O circuito de feiras de verão da ovinocultura no Rio Grande do Sul movimentou R$ 5,07 milhões e encerrou com avaliação positiva da Associação Brasileira de Criadores de Ovinos (Arco). Segundo o presidente da entidade, Edemundo Gressler, o resultado confirma a expectativa de retomada gradual do setor, refletida na participação de expositores, presença de público e volume de negócios realizados ao longo da programação.
O calendário teve início com a Agrovino, em Bagé, e seguiu com a Feira de Ovinos de Verão, em Sant’Ana do Livramento. Também integraram o circuito a Feovelha, em Pinheiro Machado, a Expofeira de Ovinos de Verão, em Herval, e a Exposição de Ovinos Meia Lã, em Jaguarão. Para a Arco, as feiras consolidadas e as que estavam em retomada cumpriram o papel de fortalecer a atividade.
Um dos destaques foi a comercialização de rebanhos comerciais, especialmente na Feovelha e na Expofeira de Herval, onde mais de mil ovinos foram vendidos em cada evento. A procura por reprodutores também foi significativa, indicando investimento em melhoramento genético e ampliação de plantel. Em Jaguarão, berço da raça Meia Lã, o forte envolvimento da comunidade reforçou o potencial de crescimento da feira.
De acordo com a entidade, o bom desempenho está ligado ao cenário de mercado, com valorização das lãs — principalmente as mais finas — e preço do quilo do cordeiro em torno de R$ 14, estimulando novos investimentos.
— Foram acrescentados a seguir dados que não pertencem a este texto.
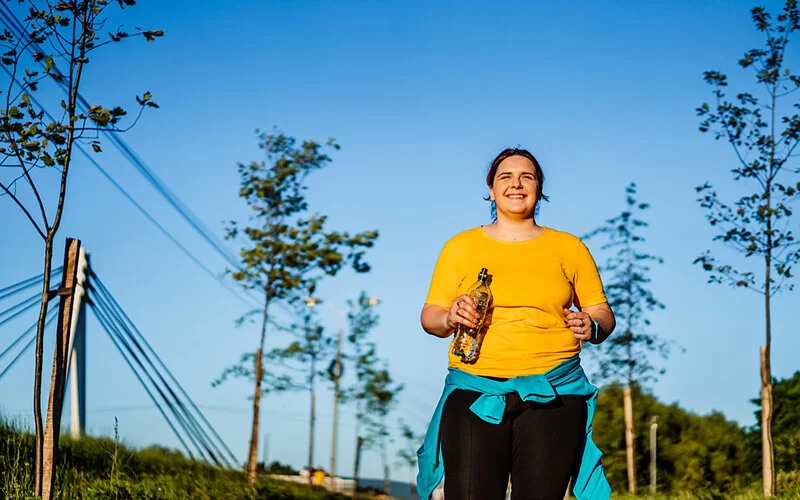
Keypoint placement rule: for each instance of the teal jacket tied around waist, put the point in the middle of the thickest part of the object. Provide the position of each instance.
(588, 478)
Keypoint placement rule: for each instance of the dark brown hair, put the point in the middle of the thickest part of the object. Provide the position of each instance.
(537, 172)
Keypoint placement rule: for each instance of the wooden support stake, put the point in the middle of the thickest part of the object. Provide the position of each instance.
(60, 364)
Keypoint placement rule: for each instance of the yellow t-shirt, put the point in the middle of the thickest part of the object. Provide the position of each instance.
(532, 281)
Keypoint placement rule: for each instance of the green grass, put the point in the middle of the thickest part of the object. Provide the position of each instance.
(100, 468)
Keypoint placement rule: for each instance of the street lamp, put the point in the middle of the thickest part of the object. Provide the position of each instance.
(336, 374)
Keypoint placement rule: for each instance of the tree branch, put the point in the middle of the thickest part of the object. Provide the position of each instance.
(21, 206)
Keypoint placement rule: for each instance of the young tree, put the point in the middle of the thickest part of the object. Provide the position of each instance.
(301, 360)
(786, 423)
(626, 355)
(50, 49)
(380, 399)
(284, 254)
(362, 357)
(763, 129)
(407, 454)
(374, 390)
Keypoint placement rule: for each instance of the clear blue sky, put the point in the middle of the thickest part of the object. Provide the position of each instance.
(421, 96)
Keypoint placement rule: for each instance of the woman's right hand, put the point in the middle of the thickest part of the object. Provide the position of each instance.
(462, 312)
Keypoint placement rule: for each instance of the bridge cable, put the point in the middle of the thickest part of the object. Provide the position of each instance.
(133, 328)
(190, 426)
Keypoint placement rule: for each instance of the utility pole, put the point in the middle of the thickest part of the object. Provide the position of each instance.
(653, 470)
(337, 374)
(58, 377)
(313, 409)
(266, 451)
(77, 352)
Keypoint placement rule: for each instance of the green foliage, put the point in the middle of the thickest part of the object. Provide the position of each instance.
(695, 453)
(785, 426)
(300, 359)
(155, 473)
(282, 255)
(764, 133)
(64, 34)
(625, 355)
(281, 469)
(285, 255)
(374, 391)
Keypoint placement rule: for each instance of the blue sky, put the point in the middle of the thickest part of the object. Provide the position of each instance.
(421, 96)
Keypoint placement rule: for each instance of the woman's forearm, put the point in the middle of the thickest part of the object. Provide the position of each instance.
(434, 321)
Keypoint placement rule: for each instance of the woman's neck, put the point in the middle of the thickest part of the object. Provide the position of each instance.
(514, 229)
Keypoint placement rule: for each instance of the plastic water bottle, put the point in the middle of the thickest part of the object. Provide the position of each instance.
(466, 343)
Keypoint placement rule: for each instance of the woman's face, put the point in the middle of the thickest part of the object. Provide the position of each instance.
(514, 188)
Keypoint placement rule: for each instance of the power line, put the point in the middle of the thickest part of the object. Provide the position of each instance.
(27, 346)
(106, 324)
(22, 285)
(141, 208)
(12, 22)
(187, 420)
(133, 328)
(121, 327)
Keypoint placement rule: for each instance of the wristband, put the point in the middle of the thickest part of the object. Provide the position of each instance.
(595, 331)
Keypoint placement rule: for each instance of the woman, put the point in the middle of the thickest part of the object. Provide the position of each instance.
(525, 407)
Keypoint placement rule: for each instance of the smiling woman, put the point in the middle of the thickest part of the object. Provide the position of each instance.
(524, 407)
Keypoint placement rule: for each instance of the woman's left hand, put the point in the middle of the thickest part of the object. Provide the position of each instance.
(580, 323)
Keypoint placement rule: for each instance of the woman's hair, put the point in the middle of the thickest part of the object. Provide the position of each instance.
(537, 172)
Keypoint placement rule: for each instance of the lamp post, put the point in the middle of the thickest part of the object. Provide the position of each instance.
(336, 374)
(311, 302)
(653, 473)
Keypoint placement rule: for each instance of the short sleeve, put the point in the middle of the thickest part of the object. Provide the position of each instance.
(587, 282)
(445, 281)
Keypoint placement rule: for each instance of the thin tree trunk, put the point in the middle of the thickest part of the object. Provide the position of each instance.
(75, 71)
(629, 440)
(58, 376)
(37, 385)
(767, 446)
(387, 483)
(252, 456)
(312, 421)
(412, 494)
(768, 462)
(357, 465)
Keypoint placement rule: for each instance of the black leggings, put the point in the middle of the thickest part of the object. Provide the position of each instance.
(536, 443)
Apesar de desafios como custos de transporte e logística, a indústria demonstra demanda consistente, criando ambiente favorável para expansão da atividade.
Para a entidade, o momento é de consolidação e perspectiva de crescimento sustentável, impulsionado também pelo interesse internacional por genética brasileira e ovinos vivos. O próximo grande evento do calendário será a Fenovinos, no Parque de Exposições Assis Brasil, em Esteio, quando a expectativa é de forte participação de expositores e projeção dos grandes campeões para a Expointer.